2 decades and 4 years

Date: June 1st, 1986
Time: 1:00 am

The day when the world celebrates the international children’s day was a perfect opening to my arrival. Mom says that I was of no trouble at all and that she actually enjoyed her time at the hospital munching on jell-o, yogurt and chicken.

Date: June 1st, 2010
Time: 10:15 am

Here I am today making a soft and quite landing on 24. There goes another year of my life. Yes, I am getting old. Can’t help sighing over how quick the years roll by with the wink of an eye. I wonder if I am ‘old enough’ to start scanning my face for wrinkles or worry over when that nasty grey is going to sprout over some unknown corner of my head or if I should get my memories regularly checked, in case they are beginning to fade. Okay! I am going overboard but the fact is it gets quite uneasy going through this day as the years go by. Getting old sucks and I find solace in scourging adulthood on the heaping responsibilities that fall upon endlessly (sometimes out of nowhere) making life stagnant, timeless and ‘un-awesome’. I love the independence and so cherish for more but running the errands are tough.
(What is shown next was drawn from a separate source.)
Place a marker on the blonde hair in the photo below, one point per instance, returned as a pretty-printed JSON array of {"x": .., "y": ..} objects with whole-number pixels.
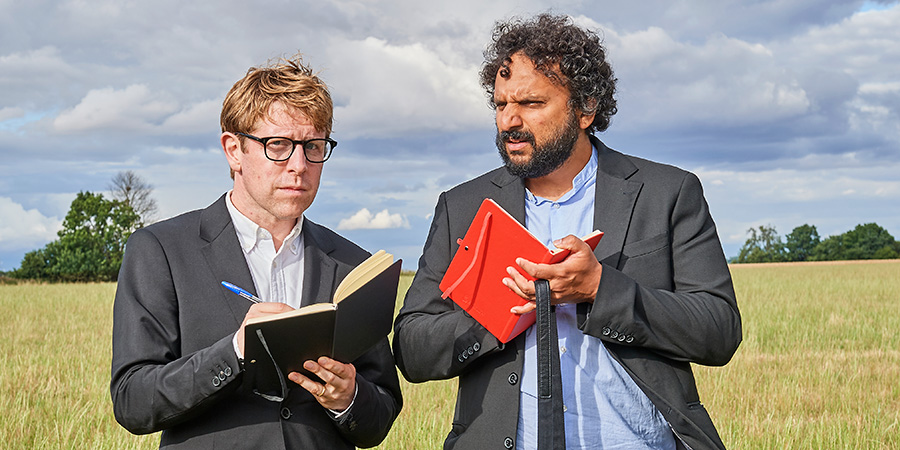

I don’t deny that being an adult is fun but it gradually wears out with age and finally one decides to ‘settle down somewhere with that someone’ and then the routine starts running on its own as though time has jinxed itself. Baah!

Just a funny memory made me smile right now. I was at kindergarten and it was my birthday; the only day I wouldn’t have to wear those pinafores. So, I got chocolates for everyone and as per tradition, had to stand up front listening to friends sing to me. I remember going through the dilemma (yes, at such young age) if I should sing along with them. It was my first time under the spotlight and I couldn't remember other kids singing on their D-days since I had my eyes locked on their chocolate boxes and lips desperately trying to sync in with the others. Eventually I made up my mind and started to sing! Funny part is no body found it odd. Thank God those kids weren’t so bright then unlike now.            
            
Anyway it’s been two decades and four years here. Truly a pleasure in a million ways. It’s Happy Birthday to me! “Wink!”